Uttar Pradesh CM Yogi Adityanath on Tuesday gave guidelines for setting up an autonomous UP Education Service Selection Commission. It shall act as an integrated body for selection of all teachers in basic, secondary, higher and technical colleges by conducting UP Teachers Eligibility Test (UPTET) exam. Currently there are different commissions for basic, secondary, higher and technical college teachers. Yogi said, recruitment of teachers to madrasas and minority educational institutions will also be done through the new commission. Yogi has taken a welcome step. Earlier there used to be different commissions, where corruption and jockeying for membership was rampant. Setting up a single commission will reduce costs on infrastructure, vehicles, staff and other heads. Corruption can be curbed and there will be transparency. Accountability will be fixed. This decision has been taken in the public interest. As far as madrasa teachers are concerned, it must be clarified that the commission will also recruit teachers for Sanskrit schools too.

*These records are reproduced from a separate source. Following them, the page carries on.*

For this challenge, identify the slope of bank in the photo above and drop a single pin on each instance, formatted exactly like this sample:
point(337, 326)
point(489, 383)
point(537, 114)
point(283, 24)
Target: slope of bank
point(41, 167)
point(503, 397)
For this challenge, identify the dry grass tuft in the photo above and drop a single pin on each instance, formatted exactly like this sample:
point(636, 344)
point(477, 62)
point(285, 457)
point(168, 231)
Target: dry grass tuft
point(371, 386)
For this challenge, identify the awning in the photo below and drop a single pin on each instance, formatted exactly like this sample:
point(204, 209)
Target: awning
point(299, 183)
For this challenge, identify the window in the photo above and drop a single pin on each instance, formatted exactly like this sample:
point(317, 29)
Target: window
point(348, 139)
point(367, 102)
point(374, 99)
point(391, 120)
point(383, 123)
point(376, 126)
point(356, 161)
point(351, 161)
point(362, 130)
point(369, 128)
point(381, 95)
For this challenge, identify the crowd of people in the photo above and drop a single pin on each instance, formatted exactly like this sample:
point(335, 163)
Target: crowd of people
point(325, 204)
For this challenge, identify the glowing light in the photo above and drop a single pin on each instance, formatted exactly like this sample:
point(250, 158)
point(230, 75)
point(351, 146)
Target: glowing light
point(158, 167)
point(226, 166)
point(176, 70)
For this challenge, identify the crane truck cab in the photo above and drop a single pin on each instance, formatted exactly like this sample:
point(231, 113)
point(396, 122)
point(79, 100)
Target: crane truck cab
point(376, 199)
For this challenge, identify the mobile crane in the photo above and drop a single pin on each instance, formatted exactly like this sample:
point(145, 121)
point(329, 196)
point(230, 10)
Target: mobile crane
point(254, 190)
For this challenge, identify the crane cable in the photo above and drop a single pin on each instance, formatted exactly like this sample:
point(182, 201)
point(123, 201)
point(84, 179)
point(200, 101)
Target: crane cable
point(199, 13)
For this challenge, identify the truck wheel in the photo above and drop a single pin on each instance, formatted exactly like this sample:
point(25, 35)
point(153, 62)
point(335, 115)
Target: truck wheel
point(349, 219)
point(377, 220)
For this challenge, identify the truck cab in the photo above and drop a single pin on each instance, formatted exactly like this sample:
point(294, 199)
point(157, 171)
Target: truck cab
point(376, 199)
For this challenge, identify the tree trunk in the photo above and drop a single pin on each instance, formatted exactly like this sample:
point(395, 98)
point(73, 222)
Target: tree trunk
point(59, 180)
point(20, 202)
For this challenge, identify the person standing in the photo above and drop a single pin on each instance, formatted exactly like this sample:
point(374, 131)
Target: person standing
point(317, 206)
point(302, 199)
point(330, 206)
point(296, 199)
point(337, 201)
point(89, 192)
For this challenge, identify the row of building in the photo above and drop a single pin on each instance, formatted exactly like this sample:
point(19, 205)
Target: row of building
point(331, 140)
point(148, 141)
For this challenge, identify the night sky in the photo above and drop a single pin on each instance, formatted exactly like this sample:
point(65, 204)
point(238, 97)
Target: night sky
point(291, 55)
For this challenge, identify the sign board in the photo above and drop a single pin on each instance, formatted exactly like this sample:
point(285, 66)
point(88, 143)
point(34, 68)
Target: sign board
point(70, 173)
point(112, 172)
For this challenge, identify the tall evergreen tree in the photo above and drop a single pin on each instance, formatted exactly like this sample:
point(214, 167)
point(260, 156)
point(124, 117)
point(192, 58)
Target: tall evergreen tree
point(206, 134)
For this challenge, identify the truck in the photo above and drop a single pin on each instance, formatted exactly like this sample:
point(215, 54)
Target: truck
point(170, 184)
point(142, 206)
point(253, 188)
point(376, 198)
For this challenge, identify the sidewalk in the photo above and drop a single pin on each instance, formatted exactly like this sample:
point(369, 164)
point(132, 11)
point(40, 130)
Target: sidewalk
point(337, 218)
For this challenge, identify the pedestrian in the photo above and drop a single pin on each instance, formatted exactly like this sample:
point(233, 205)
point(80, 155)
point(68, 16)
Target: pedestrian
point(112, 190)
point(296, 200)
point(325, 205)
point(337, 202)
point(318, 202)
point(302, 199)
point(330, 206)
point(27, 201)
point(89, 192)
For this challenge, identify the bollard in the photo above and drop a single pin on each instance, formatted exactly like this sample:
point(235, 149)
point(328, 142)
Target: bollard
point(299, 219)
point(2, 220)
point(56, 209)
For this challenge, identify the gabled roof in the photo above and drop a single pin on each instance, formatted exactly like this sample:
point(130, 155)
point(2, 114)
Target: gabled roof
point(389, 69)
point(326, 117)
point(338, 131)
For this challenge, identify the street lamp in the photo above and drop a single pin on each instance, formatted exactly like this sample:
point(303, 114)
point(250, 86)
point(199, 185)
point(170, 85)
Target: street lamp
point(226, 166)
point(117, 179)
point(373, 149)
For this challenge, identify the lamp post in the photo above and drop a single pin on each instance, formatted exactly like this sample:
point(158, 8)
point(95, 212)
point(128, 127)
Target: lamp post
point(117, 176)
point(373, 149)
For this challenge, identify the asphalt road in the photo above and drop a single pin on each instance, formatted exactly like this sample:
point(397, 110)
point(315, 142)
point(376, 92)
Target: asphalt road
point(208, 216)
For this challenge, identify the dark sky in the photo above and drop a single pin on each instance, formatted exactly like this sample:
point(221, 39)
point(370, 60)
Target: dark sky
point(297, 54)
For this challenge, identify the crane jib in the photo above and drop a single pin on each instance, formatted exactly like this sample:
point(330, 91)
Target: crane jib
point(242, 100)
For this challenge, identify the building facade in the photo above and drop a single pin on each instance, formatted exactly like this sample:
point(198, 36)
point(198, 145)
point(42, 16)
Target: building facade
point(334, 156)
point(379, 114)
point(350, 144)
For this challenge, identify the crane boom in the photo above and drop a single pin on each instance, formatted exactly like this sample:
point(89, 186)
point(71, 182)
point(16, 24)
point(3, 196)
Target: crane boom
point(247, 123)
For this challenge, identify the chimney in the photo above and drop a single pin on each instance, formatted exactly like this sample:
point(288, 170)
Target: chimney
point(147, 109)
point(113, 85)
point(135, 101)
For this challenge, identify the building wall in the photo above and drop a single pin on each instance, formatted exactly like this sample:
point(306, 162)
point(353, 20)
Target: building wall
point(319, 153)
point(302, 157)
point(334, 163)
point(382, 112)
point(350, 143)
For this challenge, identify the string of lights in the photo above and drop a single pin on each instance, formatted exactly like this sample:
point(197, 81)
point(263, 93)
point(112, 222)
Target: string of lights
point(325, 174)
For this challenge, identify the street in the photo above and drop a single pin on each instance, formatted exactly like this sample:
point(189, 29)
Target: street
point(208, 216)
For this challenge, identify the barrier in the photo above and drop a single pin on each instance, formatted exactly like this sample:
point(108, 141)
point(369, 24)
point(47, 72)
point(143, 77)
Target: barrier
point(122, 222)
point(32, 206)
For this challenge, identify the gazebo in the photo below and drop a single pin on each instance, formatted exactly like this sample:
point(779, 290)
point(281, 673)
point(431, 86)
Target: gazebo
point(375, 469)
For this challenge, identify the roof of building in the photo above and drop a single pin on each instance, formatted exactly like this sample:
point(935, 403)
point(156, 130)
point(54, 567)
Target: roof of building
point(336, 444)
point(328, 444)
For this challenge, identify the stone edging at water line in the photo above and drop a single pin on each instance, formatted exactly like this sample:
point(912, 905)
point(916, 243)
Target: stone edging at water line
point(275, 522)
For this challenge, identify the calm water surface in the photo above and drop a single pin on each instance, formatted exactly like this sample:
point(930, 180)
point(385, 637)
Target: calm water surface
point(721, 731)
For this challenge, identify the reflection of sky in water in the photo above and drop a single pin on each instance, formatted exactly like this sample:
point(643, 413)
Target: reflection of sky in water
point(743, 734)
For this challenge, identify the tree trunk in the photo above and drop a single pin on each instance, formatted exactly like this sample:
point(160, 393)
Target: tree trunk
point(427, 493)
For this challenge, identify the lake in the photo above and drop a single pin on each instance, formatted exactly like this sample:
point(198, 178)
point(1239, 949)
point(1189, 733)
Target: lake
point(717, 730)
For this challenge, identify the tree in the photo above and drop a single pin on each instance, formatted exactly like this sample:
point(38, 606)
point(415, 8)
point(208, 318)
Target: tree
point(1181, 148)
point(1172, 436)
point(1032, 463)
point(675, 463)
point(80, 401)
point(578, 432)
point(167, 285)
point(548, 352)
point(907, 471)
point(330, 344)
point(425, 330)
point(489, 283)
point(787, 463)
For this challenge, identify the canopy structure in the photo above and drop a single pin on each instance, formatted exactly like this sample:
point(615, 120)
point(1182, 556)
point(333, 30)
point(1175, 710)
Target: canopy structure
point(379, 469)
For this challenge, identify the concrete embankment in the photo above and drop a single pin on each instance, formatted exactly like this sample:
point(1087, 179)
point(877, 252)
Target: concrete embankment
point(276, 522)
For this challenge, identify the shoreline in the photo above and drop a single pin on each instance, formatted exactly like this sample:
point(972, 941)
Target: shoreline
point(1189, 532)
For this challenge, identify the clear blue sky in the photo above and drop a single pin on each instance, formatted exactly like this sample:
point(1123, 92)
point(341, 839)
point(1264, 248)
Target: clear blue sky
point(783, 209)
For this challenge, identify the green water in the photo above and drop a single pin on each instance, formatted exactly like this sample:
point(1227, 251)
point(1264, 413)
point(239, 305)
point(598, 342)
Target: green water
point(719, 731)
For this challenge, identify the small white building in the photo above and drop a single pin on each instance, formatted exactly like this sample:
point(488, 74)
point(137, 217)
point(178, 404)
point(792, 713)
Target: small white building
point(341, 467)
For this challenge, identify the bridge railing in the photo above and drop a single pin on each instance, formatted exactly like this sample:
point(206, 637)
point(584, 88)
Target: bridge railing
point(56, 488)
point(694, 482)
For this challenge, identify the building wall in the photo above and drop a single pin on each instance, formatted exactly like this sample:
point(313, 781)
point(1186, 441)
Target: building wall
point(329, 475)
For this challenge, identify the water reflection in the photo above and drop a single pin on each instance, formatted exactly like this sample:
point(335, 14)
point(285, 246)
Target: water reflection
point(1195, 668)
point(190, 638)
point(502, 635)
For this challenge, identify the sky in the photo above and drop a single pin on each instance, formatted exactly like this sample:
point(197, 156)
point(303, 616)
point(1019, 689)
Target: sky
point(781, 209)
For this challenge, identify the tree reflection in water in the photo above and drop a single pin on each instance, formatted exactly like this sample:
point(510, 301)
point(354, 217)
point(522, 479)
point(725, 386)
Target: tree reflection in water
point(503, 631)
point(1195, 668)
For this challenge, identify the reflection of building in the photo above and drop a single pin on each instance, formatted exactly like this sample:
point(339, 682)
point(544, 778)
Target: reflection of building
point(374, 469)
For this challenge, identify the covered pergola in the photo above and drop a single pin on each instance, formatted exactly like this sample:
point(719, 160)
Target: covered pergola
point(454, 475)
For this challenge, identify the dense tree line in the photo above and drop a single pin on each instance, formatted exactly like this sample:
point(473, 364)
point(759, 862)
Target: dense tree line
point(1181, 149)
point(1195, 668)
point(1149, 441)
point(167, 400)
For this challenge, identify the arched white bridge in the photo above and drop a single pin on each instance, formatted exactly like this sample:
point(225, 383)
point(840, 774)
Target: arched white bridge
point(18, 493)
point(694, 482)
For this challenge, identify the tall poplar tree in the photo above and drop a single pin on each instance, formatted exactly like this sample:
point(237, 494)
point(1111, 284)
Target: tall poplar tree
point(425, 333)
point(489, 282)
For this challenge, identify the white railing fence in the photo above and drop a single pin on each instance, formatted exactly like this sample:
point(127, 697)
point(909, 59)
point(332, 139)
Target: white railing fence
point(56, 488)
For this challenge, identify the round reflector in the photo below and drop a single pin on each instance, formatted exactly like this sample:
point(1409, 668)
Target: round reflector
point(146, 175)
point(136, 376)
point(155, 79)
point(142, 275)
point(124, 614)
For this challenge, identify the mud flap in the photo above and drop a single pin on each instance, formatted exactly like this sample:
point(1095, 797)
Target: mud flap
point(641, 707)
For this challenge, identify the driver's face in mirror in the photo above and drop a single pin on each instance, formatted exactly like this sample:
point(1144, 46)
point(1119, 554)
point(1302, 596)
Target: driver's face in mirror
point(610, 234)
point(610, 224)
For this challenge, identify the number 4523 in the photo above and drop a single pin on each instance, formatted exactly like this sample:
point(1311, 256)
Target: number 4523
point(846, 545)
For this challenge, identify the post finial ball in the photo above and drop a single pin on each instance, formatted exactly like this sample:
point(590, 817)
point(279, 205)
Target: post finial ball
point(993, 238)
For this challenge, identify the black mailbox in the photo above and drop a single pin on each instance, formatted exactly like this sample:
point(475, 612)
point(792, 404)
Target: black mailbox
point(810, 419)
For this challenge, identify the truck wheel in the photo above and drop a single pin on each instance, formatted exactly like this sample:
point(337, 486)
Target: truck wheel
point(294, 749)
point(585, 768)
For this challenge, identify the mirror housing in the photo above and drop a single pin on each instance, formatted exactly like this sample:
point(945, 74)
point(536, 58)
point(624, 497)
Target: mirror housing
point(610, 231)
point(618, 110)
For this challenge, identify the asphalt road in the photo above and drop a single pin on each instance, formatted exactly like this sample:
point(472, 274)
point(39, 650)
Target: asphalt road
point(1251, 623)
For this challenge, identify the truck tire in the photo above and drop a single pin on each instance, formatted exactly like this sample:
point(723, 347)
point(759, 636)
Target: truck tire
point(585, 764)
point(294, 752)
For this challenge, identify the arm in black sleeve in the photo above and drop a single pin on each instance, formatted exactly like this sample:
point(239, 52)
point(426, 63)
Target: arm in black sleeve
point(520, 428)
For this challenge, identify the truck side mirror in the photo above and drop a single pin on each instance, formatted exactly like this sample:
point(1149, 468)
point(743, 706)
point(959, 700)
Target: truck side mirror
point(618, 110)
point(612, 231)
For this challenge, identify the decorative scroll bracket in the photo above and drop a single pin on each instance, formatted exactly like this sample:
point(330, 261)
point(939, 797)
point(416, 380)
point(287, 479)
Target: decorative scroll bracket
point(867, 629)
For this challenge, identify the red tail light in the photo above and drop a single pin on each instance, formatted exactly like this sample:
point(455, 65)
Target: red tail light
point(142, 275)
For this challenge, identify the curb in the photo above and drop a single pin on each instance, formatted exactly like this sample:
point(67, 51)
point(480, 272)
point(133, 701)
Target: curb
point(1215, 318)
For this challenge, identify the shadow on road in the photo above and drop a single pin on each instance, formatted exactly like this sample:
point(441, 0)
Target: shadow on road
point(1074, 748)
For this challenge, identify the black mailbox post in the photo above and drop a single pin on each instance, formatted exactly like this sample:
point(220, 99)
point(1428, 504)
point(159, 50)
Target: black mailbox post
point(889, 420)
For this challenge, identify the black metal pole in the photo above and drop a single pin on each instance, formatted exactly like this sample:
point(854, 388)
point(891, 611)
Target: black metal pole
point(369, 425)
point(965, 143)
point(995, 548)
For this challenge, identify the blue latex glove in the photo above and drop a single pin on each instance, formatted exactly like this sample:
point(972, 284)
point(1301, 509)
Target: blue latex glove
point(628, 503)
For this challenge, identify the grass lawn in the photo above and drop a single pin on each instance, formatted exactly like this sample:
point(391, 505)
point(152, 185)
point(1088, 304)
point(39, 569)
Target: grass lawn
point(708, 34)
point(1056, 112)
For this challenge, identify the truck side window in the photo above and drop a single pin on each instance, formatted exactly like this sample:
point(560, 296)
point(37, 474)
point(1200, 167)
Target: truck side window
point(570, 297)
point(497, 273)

Those who are questioning why madrassa teachers should be recruited, must know that presently, maulanas from Karnataka teach in madrassas in Mughalsarai, maulanas from Bengal teach in Kanpur madrassas. There was no system to check whether these teachers know English, Maths, Science, Computer, or are only conversant in Urdu. Even their degrees of most of them are questionable. Such shortcomings will now be removed. Maulanas will now have to pass TET for recruitment to madrassas. I think this is a good step towards fulfilling Narendra Modi’s promise that he would like to see one day Muslim students holding the Holy Quran in one hand and a computer in the other.